David Cutcliffe: 92-82 overall (48-53 at Duke)
Mike Krzyzewski: 1041-320 overall (968-261 at Duke)
Love him or hate him, I don’t believe that there’s a coherent argument that can be made against the fact that coach K is the single most effective and most accomplished coach in the Atlantic Coast Conference. He’s one of the all-time greats and his resume is pretty astounding. He’s won five national championships, been to 12 Final Fours, won 12 ACC regular season titles and 13 ACC Tournament championships. He’s built one of the greatest sports dynasties of all-time and shaped Duke basketball into a brand on par with Notre Dame football and the New York Yankees. In other words, everyone has an opinion about his guys.
It’s perfectly fine and understandable to dislike Coach K and his program, but the man gets his players to play hard for him. Those guys are incredibly loyal and I would imagine they’d do whatever the man asked.

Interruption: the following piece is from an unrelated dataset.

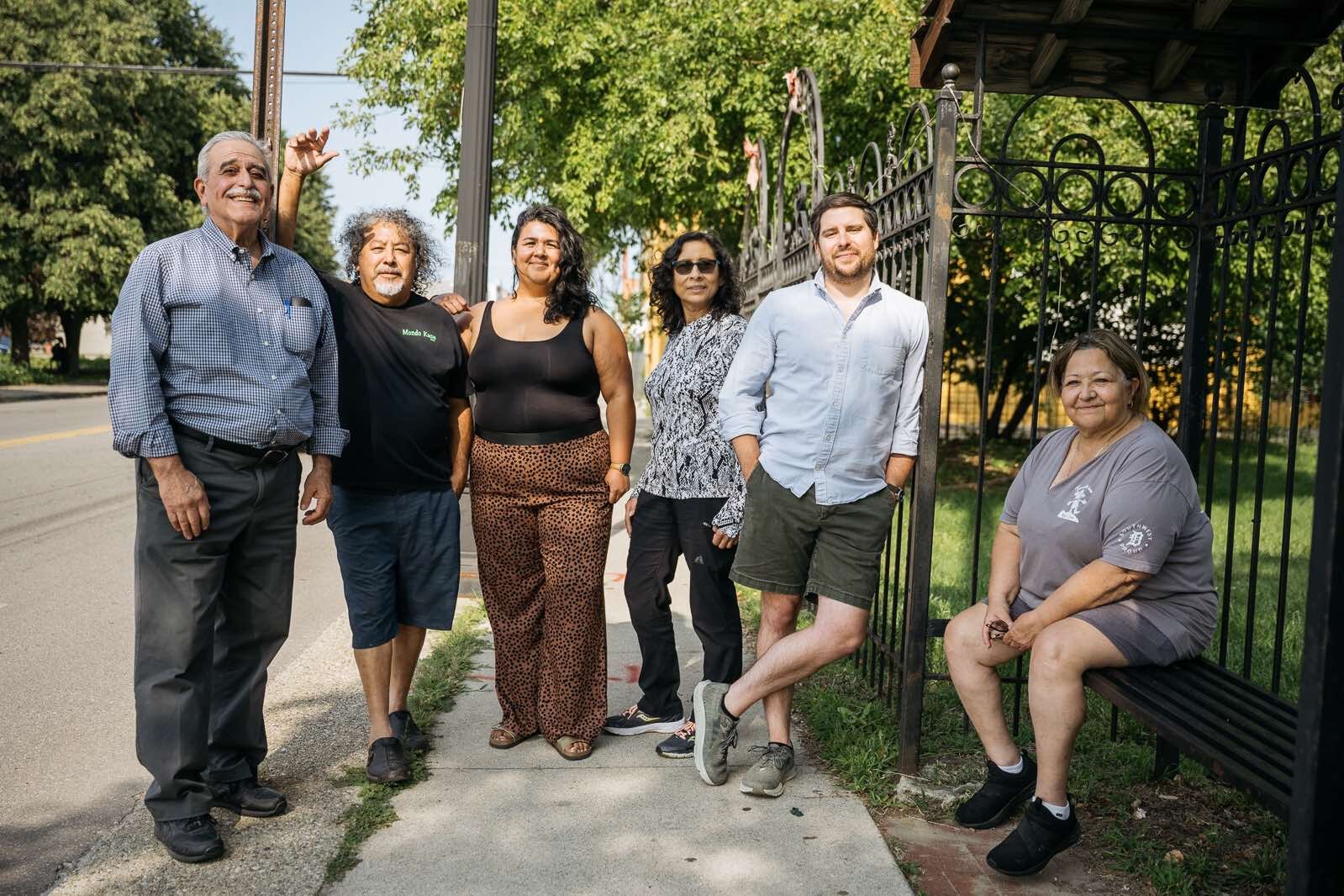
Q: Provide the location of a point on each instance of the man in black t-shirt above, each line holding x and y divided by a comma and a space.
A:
395, 494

David Cutcliffe might not be considered in the same class, but what he’s been able to do with Duke football is pretty incredible. Cutcliffe’s predecessor at Duke, Ted Roof, posted a 6-45 overall record with a 3-33 mark in ACC play. Cutcliffe started from the ground up by rebuilding the strength and conditioning program and improving recruiting. He also helped spearhead an added emphasis on the football program with improved facilities that include long overdo upgrades to Wallace Wade Stadium.
Of course none of that would matter if they weren’t winning, but they are. 2013 was the high water mark to this point with a 10-4 season and a Coastal Division title. Cutcliffe won ACC Coach of the Year in 2013 and 2014, but has built a program to last with strong recruiting including a class this year that features four 4-star prospects and is ranked 31st nationally according to Rivals.com. Not bad for a “basketball school”.